The official seizure by a government of private property. Any government has the right to
seize such property, according to international law, if prompt and adequate compensation is given.


Extendable bond

Bond whose maturity can be extended at the option of the lender or issuer.


Extendable notes

Note the maturity of which can be extended by mutual agreement of the issuer and
investors.


Extension

Voluntary arrangements to restructure a firm's debt, under which the payment date is postponed.


Extension date

The day on which the first option either expires or is extended.


Extension swap

extending maturity through a swap, e.g. selling a 2-year note and buying one with a slightly
longer current maturity.


External efficiency

Related: pricing efficiency.


External finance

Finance that is not generated by the firm: new borrowing or a stock issue.


External market

Also referred to as the international market, the offshore market, or, more popularly, the
Euromarket, the mechanism for trading securities that (1) at issuance are offered simultaneously to investors
in a number of countries and (2) are issued outside the jurisdiction of any single country. Related: internal
market


Extinguish

Retire or pay off debt.


Extra or special dividends

A dividend that is paid in addition to a firm's "regular" quarterly dividend.
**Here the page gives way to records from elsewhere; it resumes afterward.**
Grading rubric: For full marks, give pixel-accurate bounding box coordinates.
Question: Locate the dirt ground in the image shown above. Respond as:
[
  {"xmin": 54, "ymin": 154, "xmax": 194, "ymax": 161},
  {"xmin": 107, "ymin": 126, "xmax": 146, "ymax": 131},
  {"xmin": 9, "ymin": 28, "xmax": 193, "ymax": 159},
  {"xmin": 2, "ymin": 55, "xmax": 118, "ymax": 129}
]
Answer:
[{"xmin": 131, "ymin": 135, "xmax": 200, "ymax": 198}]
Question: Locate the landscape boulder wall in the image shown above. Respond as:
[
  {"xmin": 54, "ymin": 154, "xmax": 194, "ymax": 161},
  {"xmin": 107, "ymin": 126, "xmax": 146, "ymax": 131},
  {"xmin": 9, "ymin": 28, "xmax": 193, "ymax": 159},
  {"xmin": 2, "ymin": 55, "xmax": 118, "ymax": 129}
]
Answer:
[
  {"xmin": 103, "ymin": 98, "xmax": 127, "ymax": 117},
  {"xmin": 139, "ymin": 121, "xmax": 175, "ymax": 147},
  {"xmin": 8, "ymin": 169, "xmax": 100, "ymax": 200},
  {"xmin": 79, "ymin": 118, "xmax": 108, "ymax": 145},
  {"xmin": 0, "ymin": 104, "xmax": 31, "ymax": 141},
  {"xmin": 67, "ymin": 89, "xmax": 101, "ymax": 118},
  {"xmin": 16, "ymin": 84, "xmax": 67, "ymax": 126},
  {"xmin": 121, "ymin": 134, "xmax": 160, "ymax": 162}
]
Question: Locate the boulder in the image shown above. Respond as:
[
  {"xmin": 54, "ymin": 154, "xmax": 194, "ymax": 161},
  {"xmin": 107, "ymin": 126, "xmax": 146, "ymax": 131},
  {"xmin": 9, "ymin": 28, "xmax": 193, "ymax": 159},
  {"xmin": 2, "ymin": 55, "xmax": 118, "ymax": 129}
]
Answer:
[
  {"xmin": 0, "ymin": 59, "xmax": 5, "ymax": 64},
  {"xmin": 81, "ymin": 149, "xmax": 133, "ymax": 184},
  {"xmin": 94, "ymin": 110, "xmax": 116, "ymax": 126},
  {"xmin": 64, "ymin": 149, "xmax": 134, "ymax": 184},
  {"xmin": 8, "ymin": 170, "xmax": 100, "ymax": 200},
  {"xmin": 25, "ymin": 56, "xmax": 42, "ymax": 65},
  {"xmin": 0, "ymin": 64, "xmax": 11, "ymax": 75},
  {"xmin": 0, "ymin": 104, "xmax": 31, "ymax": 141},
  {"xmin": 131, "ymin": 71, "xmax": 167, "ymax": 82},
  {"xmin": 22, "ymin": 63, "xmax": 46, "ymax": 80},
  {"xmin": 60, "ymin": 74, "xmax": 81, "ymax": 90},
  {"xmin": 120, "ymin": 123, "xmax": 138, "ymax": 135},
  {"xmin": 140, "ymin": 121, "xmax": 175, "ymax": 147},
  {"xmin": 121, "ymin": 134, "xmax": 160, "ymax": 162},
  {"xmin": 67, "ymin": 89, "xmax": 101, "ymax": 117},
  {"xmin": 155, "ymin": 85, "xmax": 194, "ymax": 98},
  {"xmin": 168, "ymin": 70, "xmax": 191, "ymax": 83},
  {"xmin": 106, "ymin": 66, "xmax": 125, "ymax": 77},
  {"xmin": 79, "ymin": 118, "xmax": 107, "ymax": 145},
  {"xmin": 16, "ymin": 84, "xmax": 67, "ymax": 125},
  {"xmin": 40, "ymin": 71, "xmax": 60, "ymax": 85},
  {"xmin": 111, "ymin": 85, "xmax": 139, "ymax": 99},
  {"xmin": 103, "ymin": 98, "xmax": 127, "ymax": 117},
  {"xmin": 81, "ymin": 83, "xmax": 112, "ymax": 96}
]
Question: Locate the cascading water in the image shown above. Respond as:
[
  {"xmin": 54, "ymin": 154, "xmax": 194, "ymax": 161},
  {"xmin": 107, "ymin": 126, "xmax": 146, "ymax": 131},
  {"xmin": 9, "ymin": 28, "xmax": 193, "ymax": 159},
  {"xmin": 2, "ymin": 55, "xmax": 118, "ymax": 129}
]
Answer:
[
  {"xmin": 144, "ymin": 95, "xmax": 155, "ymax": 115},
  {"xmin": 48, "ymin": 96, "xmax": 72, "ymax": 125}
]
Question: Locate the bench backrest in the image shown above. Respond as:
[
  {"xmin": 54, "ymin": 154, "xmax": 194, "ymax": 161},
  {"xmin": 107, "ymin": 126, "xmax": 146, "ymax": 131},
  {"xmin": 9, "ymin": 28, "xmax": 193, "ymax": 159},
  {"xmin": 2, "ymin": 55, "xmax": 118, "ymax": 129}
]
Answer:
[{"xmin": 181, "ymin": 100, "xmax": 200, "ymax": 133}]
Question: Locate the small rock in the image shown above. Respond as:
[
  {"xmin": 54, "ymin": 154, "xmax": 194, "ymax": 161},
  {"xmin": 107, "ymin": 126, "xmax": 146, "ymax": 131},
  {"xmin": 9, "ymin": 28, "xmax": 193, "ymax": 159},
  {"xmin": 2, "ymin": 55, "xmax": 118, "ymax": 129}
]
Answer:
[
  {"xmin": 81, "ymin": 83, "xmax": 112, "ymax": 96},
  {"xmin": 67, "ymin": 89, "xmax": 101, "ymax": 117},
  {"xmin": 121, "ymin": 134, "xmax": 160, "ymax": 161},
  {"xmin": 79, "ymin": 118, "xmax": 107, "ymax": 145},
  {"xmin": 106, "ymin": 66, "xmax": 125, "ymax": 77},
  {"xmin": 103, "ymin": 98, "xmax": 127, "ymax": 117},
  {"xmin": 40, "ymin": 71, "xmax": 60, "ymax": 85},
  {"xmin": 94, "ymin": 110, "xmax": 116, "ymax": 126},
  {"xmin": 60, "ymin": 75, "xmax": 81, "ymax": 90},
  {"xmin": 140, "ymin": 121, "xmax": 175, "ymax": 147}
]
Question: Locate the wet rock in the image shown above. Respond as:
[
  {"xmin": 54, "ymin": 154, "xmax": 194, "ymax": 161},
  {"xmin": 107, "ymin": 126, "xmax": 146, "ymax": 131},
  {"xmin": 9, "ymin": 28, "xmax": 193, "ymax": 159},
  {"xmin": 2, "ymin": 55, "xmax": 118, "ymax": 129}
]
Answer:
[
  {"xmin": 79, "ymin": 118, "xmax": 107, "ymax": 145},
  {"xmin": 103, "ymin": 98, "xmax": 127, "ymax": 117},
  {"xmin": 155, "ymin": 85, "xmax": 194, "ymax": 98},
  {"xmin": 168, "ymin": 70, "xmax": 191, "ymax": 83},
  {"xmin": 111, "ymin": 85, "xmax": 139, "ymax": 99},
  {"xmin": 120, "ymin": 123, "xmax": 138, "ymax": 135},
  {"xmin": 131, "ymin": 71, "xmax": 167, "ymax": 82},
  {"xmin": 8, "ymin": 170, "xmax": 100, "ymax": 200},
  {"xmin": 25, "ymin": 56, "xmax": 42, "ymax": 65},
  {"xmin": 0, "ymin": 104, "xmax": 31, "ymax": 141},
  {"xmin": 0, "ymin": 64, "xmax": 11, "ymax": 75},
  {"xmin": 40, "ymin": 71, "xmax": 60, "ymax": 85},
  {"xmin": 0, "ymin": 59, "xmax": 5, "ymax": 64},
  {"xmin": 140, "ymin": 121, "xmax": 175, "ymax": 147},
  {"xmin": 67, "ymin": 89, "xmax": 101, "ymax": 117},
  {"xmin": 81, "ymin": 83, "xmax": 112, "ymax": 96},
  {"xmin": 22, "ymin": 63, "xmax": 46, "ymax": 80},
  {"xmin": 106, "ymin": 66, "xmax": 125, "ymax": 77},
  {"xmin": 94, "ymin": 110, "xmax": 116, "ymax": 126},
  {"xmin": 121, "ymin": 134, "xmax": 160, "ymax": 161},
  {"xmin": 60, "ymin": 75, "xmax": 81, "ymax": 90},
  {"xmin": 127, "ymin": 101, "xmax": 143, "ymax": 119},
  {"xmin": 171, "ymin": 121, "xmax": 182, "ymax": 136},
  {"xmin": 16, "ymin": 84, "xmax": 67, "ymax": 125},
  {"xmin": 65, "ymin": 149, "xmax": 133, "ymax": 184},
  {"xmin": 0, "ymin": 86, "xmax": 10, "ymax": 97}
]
Extraordinary positive value

A positive net present value.


Extrapolative statistical models

Models that apply a formula to historical data and project results for a
future period. Such models include the simple linear trend model, the simple exponential model, and the
simple autoregressive model.


Ex-dividend

This literally means "without dividend." The buyer of shares when they are quoted ex-dividend
is not entitled to receive a declared dividend.


Ex-dividend date

The first day of trading when the seller, rather than the buyer, of a stock will be entitled to
the most recently announced dividend payment. This date set by the NYSE (and generally followed on other
US exchanges) is currently two business days before the record date. A stock that has gone ex-dividend is
marked with an x in newspaper listings on that date.


Ex-rights

In connection with a rights offering, shares of stock that are trading without the rights attached.


FHA prepayment experience

The percentage of loans in a pool of mortgages outstanding at the origination
anniversary, based on annual statistical historic survival rates for FHA-insured mortgages.


Fixed-dates

In the Euromarket the standard periods for which Euros are traded (1 month out to a year out) are
referred to as the fixed dates.


Fixed-exchange rate

A country's decision to tie the value of its currency to another country's currency, gold
(or another commodity), or a basket of currencies.


Floating exchange rate

A country's decision to allow its currency value to freely change. The currency is not
constrained by central bank intervention and does not have to maintain its relationship with another currency
in a narrow band. The currency value is determined by trading in the foreign exchange market.


Foreign exchange

Currency from another country.


Foreign exchange controls

Various forms of controls imposed by a government on the purchase/sale of
foreign currencies by residents or on the purchase/sale of local currency by nonresidents.


Foreign exchange dealer

A firm or individual that buys foreign exchange from one party and then sells it to
another party. The dealer makes the difference between the buying and selling prices, or spread.


Foreign exchange risk

The risk that a long or short position in a foreign currency might have to be closed out
at a loss due to an adverse movement in the currency rates.


Foreign exchange swap

An agreement to exchange stipulated amounts of one currency for another currency
at one or more future dates.


Forex

Foreign exchange.


Forward exchange rate

exchange rate fixed today for exchanging currency at some future date.


Gold exchange standard

A system of fixing exchange rates adopted in the Bretton Woods agreement. It
involved the U.S. pegging the dollar to gold and other countries pegging their currencies to the dollar.